The short-selling volume on that trading day notably exceeded the 2025 daily average of 1.9 trillion won. Short selling involves borrowing securities to sell them with the intention of repurchasing at a lower price, profiting from a decline in stock prices.
Market analysts suggest that expectations of greater volatility in the Korean stock market, combined with a rapid depreciation of the Korean won to its lowest level since 2009, fueled the surge in short-selling demand.
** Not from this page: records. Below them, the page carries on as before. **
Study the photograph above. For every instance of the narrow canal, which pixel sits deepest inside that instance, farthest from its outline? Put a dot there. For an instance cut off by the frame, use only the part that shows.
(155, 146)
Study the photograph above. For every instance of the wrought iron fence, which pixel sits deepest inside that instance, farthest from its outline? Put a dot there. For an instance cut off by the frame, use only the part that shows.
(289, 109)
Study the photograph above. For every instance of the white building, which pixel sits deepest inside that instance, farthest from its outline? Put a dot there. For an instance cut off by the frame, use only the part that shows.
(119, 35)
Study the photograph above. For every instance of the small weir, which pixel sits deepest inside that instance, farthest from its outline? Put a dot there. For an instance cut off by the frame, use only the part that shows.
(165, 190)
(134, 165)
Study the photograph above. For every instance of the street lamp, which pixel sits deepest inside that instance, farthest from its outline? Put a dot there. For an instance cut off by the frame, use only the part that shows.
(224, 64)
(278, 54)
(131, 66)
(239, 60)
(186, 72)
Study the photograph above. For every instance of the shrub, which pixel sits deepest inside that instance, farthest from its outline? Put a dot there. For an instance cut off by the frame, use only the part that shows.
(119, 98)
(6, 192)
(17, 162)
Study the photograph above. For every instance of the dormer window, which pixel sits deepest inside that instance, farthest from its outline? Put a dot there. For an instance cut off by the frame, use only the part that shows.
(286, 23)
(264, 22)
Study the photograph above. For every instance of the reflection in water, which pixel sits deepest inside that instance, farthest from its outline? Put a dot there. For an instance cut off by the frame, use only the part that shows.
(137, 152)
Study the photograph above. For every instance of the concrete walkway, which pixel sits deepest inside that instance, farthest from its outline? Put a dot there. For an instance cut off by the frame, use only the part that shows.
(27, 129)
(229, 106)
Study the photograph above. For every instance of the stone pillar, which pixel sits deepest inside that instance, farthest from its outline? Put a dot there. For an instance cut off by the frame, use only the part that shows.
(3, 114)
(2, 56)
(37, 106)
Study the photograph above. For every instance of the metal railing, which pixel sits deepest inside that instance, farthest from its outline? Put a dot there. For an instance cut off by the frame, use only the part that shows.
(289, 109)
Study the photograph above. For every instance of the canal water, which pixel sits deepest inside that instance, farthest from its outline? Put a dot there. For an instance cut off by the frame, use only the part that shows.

These factors heightened investor caution and encouraged bearish trading strategies.
Lee Kyoung-min, an analyst at Daishin Securities, noted that “the KOSPI continued to rise sharply in January and February, and was at a point where it needed a temporary easing to stop overheating.” This indicates that the market correction triggered by geopolitical risks was partly a natural adjustment after months of gains.
Key factors influencing the increase in short selling include:
1. Geopolitical tensions following the U.S.-Israel air strikes on Iran.
2. Sharp decline in the KOSPI, heightening risk aversion.
3. Currency market pressure as the Korean won weakened significantly.
4. Investor anticipation of increased market volatility ahead.
The intensification of Middle East conflicts has sent ripples across global financial markets, with South Korea’s bourse displaying pronounced sensitivity. The rise in short-selling volume underscores growing uncertainty and a cautious sentiment among investors seeking to hedge against further declines.
Overall, the market moves suggest that geopolitical developments are playing a critical role in shaping investor behavior in South Korea’s equity markets. Continued monitoring of trading patterns and currency movements will be crucial in assessing the sustainability of the current market correction.